(ENEM - 2016)
Ler não é decifrar, como num jogo de adivinhações, o sentido de um texto. É, a partir do texto, ser capaz de atribuir-lhe significado, conseguir relacioná-lo a todos os outros textos significativos para cada um, reconhecer nele o tipo de leitura que o seu autor pretendia e, dono da própria vontade, entregar-se a essa leitura, ou rebelar-se contra ela, propondo uma outra não prevista
LAJOLO, M. Do mundo da leitura para a leitura do mundo. São Paulo: Ática, 1993.
Nesse texto, a autora apresenta reflexões sobre o processo de produção de sentidos, valendo-se da metalinguagem. Essa função da linguagem torna-se evidente pelo fato de o texto
ressaltar a importância da intertextualidade.
propor leituras diferentes das previsíveis.
apresentar o ponto de vista da autora.
discorrer sobre o ato de leitura.
focar a participação do leitor.
Gabarito:
discorrer sobre o ato de leitura.
A) INCORRETA: O autor fala sobre a intertextualidade no fragmento apresentado na questão. Contudo, ressaltar a intertextualidade não é um modo metalinguístico de se escrever, mas somente quando ele usa a linguagem para falar da própria linguagem.

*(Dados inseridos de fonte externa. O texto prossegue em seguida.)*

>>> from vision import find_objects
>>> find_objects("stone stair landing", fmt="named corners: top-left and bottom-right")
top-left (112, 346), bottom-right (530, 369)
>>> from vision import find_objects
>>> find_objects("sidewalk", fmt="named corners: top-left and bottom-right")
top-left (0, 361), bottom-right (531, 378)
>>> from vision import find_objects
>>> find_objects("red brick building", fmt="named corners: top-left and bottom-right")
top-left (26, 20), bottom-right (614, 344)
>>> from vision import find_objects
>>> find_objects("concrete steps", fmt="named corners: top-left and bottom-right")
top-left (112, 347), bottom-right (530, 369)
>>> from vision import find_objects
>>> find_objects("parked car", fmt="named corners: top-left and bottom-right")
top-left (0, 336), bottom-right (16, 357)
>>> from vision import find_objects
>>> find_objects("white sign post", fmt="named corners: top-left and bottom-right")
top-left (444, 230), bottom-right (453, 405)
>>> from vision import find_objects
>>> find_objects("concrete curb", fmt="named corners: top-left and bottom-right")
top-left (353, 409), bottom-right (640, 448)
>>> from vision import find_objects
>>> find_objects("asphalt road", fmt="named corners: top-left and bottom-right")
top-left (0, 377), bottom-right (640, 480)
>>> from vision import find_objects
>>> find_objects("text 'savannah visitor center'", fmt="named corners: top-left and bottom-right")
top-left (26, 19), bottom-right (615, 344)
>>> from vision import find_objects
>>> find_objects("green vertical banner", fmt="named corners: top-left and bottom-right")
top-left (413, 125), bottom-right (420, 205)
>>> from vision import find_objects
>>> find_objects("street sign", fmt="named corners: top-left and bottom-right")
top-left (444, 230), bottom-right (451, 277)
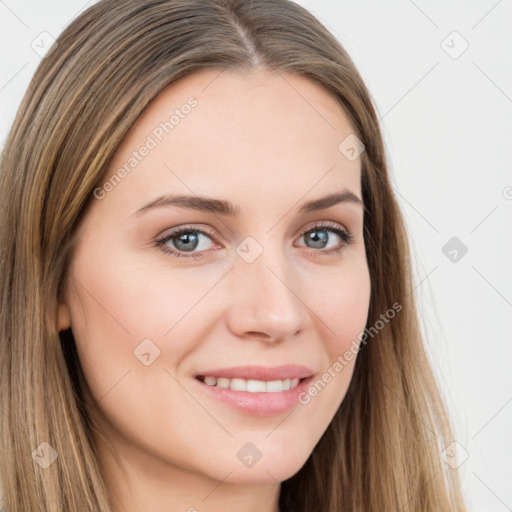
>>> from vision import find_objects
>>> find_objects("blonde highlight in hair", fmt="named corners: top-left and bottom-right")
top-left (0, 0), bottom-right (465, 512)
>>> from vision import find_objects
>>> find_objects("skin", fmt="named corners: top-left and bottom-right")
top-left (58, 69), bottom-right (370, 512)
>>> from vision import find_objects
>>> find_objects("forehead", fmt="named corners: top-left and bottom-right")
top-left (97, 70), bottom-right (361, 218)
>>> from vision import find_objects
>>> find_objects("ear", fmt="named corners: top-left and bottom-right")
top-left (57, 302), bottom-right (71, 332)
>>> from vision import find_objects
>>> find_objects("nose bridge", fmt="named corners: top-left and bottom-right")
top-left (231, 236), bottom-right (306, 338)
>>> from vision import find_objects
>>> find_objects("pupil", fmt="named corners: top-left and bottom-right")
top-left (176, 233), bottom-right (197, 250)
top-left (309, 229), bottom-right (327, 248)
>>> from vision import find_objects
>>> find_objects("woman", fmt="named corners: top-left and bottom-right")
top-left (0, 0), bottom-right (464, 512)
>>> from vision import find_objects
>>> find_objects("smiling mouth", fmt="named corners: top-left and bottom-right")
top-left (196, 375), bottom-right (307, 393)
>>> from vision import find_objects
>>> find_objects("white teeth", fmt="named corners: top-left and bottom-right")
top-left (217, 377), bottom-right (229, 389)
top-left (200, 376), bottom-right (300, 393)
top-left (204, 377), bottom-right (217, 386)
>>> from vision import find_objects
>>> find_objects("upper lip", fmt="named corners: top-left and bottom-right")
top-left (196, 364), bottom-right (314, 381)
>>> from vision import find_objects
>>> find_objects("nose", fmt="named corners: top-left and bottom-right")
top-left (227, 241), bottom-right (309, 342)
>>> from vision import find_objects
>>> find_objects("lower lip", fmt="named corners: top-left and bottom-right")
top-left (194, 376), bottom-right (313, 417)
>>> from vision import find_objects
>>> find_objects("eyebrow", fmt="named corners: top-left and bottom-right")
top-left (132, 189), bottom-right (364, 217)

B) INCORRETA: Não é somente com leituras diferentes que se tem o ato da metalinguagem, mas discorrer do próprio processo de leitura já é uma prática metalinguística.
C) INCORRETA: O ponto de vista não é um caráter metalinguístico, mas, levando para o lado dos tipos textuais, é uma característica essencial de textos argumentativos. Em alguns casos na função da linguagem, pode aparecer como uma função expressiva ou uma função apelativa.
D) CORRETA: Ao discorrer sobre o ato de leitura, a autora utiliza termos que fazem parte do processo de leitura (como decodificação). Essa argumentação é apreendida através de uma leitura de receptores (nós que lemos o texto). Isso faz com que seja um usada uma linguagem para me explicar a mesma linguagem, usando a leitura para se falar sobre o próprio processo de leitura, isso se configura enquanto metalinguagem.
E) INCORRETA: Há de fato um foco na participação do leitor elencado neste texto, mas não podemos dizer, portanto, que esse foco é uma característica metalinguística, porque só seria se o autor utilizasse o leitor como modo de passar essa imagem, algo que não ocorre.